In the case now at bar, what the lower court did was not to decide on any question affecting the ownership of Lot No. 1563 that was covered by Original Certificate of Title No. O-1738. We said that the ownership of lot No. 1563 had been consolidated in favor of Julian Villabona pursuant to the contract of sale with right of repurchase that was recorded in said original certificate of title, by operation of law. What the lower count did was simply to give effect to the lien that was recorded in the certificate of title which, by operation of law, had vested title on the appellees.

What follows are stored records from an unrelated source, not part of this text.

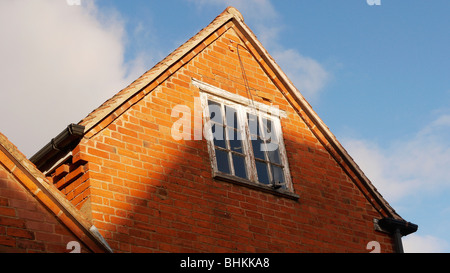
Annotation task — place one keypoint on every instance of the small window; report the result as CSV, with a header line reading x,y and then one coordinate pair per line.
x,y
245,143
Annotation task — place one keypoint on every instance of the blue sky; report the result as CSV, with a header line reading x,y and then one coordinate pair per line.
x,y
379,77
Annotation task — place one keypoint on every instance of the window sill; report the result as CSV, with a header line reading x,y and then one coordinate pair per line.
x,y
247,183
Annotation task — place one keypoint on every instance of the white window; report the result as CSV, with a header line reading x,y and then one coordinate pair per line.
x,y
245,139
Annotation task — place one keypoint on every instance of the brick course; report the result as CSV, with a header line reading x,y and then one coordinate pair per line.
x,y
147,192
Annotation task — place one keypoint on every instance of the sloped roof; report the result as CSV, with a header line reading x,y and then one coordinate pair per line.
x,y
112,108
57,204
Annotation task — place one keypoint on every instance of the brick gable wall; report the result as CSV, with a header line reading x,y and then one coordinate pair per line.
x,y
26,226
146,192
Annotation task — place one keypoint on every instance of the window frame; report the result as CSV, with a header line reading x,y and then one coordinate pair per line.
x,y
244,107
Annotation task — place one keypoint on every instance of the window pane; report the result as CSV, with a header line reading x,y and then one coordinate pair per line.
x,y
231,116
278,175
268,130
219,135
215,113
253,125
222,161
239,166
258,148
235,140
263,176
274,156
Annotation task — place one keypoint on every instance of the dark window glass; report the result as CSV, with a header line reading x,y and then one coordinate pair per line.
x,y
278,175
253,126
274,156
222,161
219,135
239,166
263,175
235,140
258,148
215,113
231,117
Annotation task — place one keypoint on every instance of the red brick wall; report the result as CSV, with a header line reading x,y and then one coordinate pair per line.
x,y
150,193
25,224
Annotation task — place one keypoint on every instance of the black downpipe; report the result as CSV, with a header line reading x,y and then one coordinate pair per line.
x,y
62,143
398,228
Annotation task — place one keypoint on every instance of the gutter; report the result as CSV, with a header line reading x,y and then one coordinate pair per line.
x,y
398,228
58,146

The contention of the appellant, that the right of action of the appellees based on the contract of sale with right of repurchase executed on August 10, 1931 was barred by the statute of limitations, has no merit. As We have said, that sale with right of repurchase was recorded in Original Certificate of Title No. O-1738 and under Section 112 of Act 496 appellees herein, who are persons in interest, may at any time petition the court to grant relief based on the right that is recorded in the certificate of title.

WHEREFORE, the orders of the lower court of December 20, 1960, and July 25, 1961, appealed from, are affirmed, with costs against the appellant.

Bengzon, C. J., Bautista Angelo, Reyes, J.B.L., Barrera, Dizon, Regala, Makalintal and Bengzon, J.P., JJ., concur.